关于新闻主题分类任务： 以一段新闻报道中的文本描述内容为输入，使用模型帮助我们判断它最有可能属于哪一种类型的新闻，这是典型的文本分类问题,，我们这里假定每种类型是互斥的，即文本描述有且只有一种类型

本案例取自Pytorch官网的：TEXT CLASSIFICATION WITH THE TORCHTEXT LIBRARY，在此基础上增加了完整的注释以及通俗的讲解

本案例分为以下九个步骤

Step 1：Access to the raw dataset iterators

AG_NEWS数据集介绍：

AG_NEWS：新闻语料库，包含4个大类新闻：World、Sports、Business、Sci/Tec。

AG_NEWS共包含120000条训练样本集（train.csv)， 7600测试样本数据集(test.csv)。每个类别分别拥有 30000 个训练样本及 1900 个测试样本。

import torch
from torchtext.datasets import AG_NEWS
train_iter = AG_NEWS(split='train')

返回的是一个训练集的迭代器，通过以下方法可以查看训练集的内容：

next(train_iter)
>>> (3, "Wall St.
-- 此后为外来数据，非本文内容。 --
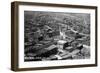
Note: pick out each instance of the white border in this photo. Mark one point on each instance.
(33, 64)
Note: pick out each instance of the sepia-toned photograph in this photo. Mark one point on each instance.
(52, 36)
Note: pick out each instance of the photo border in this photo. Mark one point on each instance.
(15, 34)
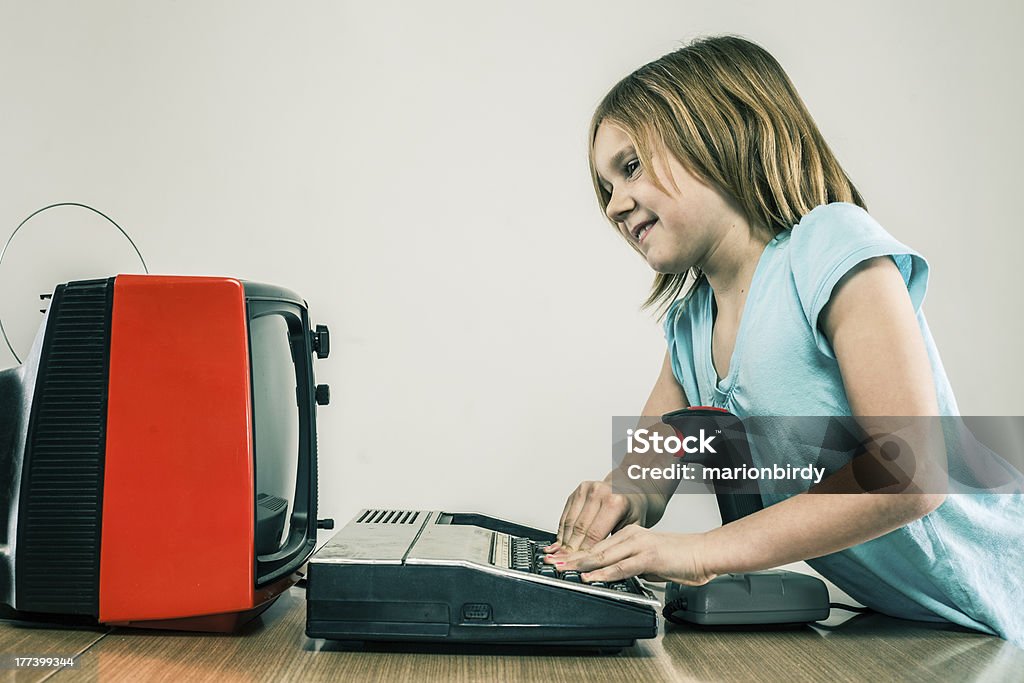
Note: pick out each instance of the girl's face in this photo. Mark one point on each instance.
(674, 229)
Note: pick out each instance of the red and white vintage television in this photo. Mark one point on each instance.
(158, 453)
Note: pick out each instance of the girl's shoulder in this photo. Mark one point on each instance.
(833, 239)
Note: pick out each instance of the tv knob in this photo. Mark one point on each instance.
(322, 341)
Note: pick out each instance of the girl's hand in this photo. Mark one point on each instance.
(635, 551)
(592, 512)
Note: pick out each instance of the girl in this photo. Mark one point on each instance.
(801, 304)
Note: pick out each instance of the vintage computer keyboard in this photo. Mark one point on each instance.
(437, 577)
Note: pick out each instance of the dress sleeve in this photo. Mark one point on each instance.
(828, 242)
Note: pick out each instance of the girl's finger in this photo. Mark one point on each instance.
(624, 568)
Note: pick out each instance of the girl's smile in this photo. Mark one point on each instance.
(681, 224)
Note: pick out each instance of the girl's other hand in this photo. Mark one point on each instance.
(636, 551)
(592, 512)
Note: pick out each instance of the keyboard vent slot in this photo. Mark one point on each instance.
(388, 517)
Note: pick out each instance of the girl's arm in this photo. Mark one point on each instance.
(886, 371)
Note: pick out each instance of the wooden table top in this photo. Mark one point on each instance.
(274, 647)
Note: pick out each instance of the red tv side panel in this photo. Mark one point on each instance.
(178, 513)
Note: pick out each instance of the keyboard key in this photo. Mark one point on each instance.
(572, 575)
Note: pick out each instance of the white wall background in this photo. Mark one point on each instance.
(418, 172)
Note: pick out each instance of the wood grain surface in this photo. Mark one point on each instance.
(274, 648)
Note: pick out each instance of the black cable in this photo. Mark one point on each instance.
(669, 612)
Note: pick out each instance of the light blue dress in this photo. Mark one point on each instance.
(964, 562)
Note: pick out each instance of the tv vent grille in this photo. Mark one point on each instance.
(388, 517)
(57, 563)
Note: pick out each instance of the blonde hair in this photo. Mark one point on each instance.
(725, 109)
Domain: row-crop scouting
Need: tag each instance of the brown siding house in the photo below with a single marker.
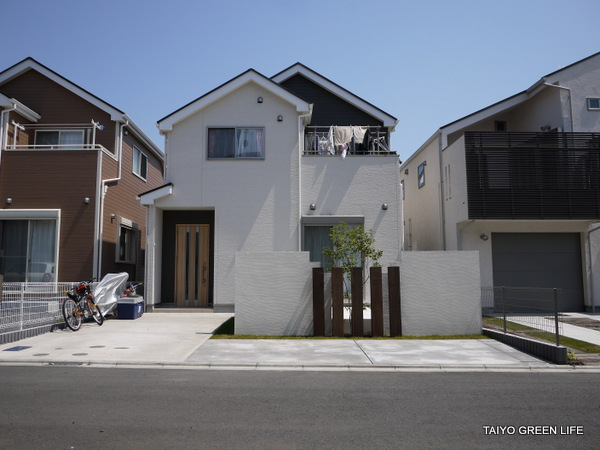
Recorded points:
(71, 166)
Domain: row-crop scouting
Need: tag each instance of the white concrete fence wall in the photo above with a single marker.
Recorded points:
(440, 294)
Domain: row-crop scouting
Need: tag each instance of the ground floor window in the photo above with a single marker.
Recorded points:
(28, 250)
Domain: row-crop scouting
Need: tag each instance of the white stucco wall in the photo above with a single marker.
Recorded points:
(440, 294)
(357, 186)
(258, 204)
(422, 206)
(255, 201)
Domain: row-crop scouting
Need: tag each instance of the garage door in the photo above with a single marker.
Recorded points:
(540, 260)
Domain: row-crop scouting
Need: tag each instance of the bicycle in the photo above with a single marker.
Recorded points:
(80, 305)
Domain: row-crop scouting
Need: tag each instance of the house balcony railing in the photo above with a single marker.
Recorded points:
(345, 140)
(58, 147)
(533, 175)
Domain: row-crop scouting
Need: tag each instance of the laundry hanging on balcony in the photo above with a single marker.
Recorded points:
(343, 140)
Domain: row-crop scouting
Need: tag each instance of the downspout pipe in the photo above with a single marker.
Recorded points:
(4, 128)
(103, 191)
(589, 233)
(300, 153)
(442, 205)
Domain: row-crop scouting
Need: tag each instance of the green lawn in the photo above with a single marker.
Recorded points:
(575, 344)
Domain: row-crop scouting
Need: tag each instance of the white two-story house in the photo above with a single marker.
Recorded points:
(265, 165)
(519, 181)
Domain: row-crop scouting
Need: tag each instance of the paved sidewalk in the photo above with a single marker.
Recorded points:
(181, 340)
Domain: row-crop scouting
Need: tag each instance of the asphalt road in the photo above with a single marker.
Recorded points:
(65, 407)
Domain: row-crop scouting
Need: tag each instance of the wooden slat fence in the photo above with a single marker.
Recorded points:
(357, 320)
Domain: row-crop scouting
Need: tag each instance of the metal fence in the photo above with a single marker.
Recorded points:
(526, 311)
(30, 305)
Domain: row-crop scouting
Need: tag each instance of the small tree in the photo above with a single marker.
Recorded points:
(352, 247)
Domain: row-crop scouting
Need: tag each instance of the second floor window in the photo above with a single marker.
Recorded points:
(140, 163)
(236, 143)
(61, 139)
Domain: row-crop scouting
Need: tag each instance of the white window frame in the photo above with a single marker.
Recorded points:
(142, 162)
(131, 248)
(595, 100)
(39, 214)
(235, 157)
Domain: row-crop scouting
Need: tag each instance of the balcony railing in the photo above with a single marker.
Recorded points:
(57, 147)
(533, 175)
(321, 141)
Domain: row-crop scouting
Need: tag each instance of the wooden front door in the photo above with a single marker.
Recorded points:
(192, 265)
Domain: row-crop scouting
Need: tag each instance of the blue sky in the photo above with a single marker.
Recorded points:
(425, 62)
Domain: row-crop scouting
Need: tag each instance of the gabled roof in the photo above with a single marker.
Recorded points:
(30, 63)
(299, 68)
(115, 114)
(250, 76)
(23, 110)
(509, 102)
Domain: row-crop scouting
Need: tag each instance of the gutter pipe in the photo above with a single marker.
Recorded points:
(102, 194)
(300, 153)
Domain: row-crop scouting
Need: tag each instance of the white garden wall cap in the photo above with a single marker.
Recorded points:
(250, 76)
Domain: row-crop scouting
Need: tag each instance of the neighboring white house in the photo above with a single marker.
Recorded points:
(251, 167)
(519, 181)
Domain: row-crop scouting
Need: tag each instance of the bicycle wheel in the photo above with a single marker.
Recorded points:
(71, 314)
(96, 313)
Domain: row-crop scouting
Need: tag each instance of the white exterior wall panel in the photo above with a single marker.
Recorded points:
(357, 186)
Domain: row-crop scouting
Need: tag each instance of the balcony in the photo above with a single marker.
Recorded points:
(321, 141)
(533, 175)
(50, 137)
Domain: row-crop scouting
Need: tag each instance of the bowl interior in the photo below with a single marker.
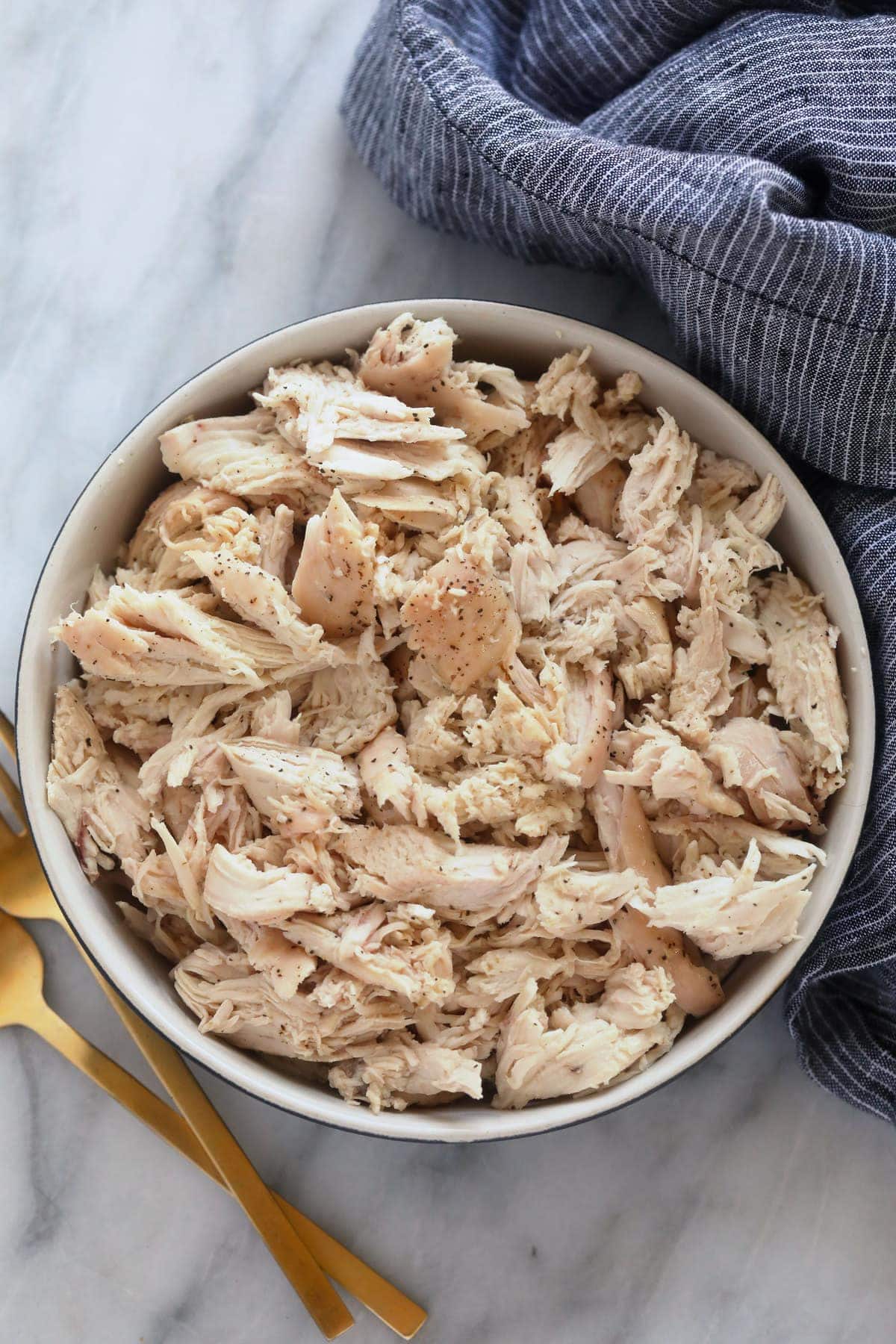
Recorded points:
(108, 512)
Bears Claw Back Into the Black (Reuters) Reuters -
Short-sellers, Wall Street's dwindling\\band of ultra-cynics, are seeing green
again.")

next(train_iter)
>>> (3, 'Carlyle Looks Toward Commercial Aerospace (Reuters) Reuters - Private
investment firm Carlyle Group,\\which has a reputation for making well-timed
and occasionally\\controversial plays in the defense industry, has quietly
placed\\its bets on another part of the market.')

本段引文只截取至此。